To those inclined to listen to nature’s tune, there’s nothing more harmonic than the crash of ocean waves and seagulls overhead. That is unless the two are paired with a majestic sea organ which is capable of making music from mother nature’s moods.
The incredible ocean invention was designed by Nikola Bašić, who was tired of his war-torn home Zadar being rebuilt with drab concrete structures. Inspired to liven up the area, he designed the Sea Organ.
The instrument is a set of 35 organ pipes installed in the town’s marble jetty that makes beautiful music as the waves lap at the coastline.
Inhabitat shares that the impressive invention is installed in the marble steps leading into the Adriatic Sea. 230 feet long, the Sea Organ, or Morske Orgulje, is able to make music by converting waves into random, yet soothing, rhythmic music.
Each set of steps contains five organ pipes and is tuned to a different musical chord. Those pipes are connected through a series of narrow channels and react accordingly to waves and wind.

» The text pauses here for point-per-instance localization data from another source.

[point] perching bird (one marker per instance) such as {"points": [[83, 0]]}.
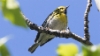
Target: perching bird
{"points": [[57, 20]]}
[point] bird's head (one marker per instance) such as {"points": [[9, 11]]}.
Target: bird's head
{"points": [[61, 9]]}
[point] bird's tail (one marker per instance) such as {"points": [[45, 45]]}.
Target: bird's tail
{"points": [[33, 47]]}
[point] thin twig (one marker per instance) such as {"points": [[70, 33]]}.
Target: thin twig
{"points": [[86, 21]]}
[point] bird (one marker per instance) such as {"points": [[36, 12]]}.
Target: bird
{"points": [[57, 20]]}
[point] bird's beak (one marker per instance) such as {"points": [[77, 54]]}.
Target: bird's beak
{"points": [[67, 6]]}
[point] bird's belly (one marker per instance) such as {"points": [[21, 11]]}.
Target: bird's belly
{"points": [[57, 25]]}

Locals adore the soothing music and tourist flock from all over the experience Nikola’s wonder.
The Sea Organ has even won a few architectural accolades, including the 2006 European Prize for Urban Public Space, where it was described as the “perfect grandstand for watching the sunset over the sea and the outline of the [neighboring] island of Ugljan, while listening to the musical compositions played by the sea itself.”
After listening to the video above, one can understand the appeal of visiting and experiencing the oceanic instrument.